COLOMBIA- La película argentina “La tercera orilla”, dirigida por Celina Murga y producida por el estadounidense Martin Scorsese, ganó el Premio Especial del Jurado en el Festival Internacional de Cine de Cartagena, en Colombia.
Así lo informó la propia realizadora, quien estrenó su película recientemente en salas porteñas, donde aún sigue en cartel, y la había proyectado antes en la competencia oficial del último Festival de Cine de Berlín.
Murga se encontraba en el festival colombiano no sólo para presentar su último filme, sino también para compartir una clase magistral con el cineasta iraní Abbas Kiarostami.
Autora de «Ana y los otros» (2003), «Una semana solos» (2007) y el documental «Escuela normal» (2010), en su cuarta película Murga indaga el conflicto de un adolescente que se debate entre hacer realidad los deseos de su padre o seguir su propio camino.
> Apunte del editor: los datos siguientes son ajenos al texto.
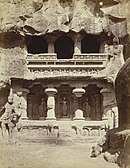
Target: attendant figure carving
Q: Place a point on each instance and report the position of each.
(64, 106)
«La tercera orilla» (coproducción con Alemania y Holanda) está protagonizada por el debutante Alián Devetac (que se presentó por casualidad al casting, acompañando a un amigo) y por el actor y dramaturgo Daniel Veronese, que a pesar de su extensa trayectoria teatral es la primera vez que actúa en cine.
La película narra la historia de Nicolás, un adolescente de 17 años que vive en la ciudad entrerriana de Paraná, de donde Murga es oriunda, y donde -según la directora- «es muy fuerte la presión de la mirada social sobre la vida de los otros. Como si uno debiera vivir dentro de los parámetros que los demás esperan de vos. Es algo muy asfixiante».
El nuevo filme de Murga muestra la particular situación familiar de este joven, cuyo padre, un médico influyente de la zona, mantiene vidas paralelas: una con él, su madre y sus dos hermanos, a quienes no reconoce socialmente, aunque sí mantiene económicamente, y la otra con su familia «oficial», integrada por su esposa y un hijo.
Nicolás es el mayor de los hijos no reconocidos y, sin embargo, su padre decidió que él sea su sucesor en los negocios y en su profesión, presionándolo a diario para que se ocupe de distintos asuntos y provocándole un sentimiento secreto de odio y rechazo, especialmente por el sufrimiento cotidiano que le provoca a su madre.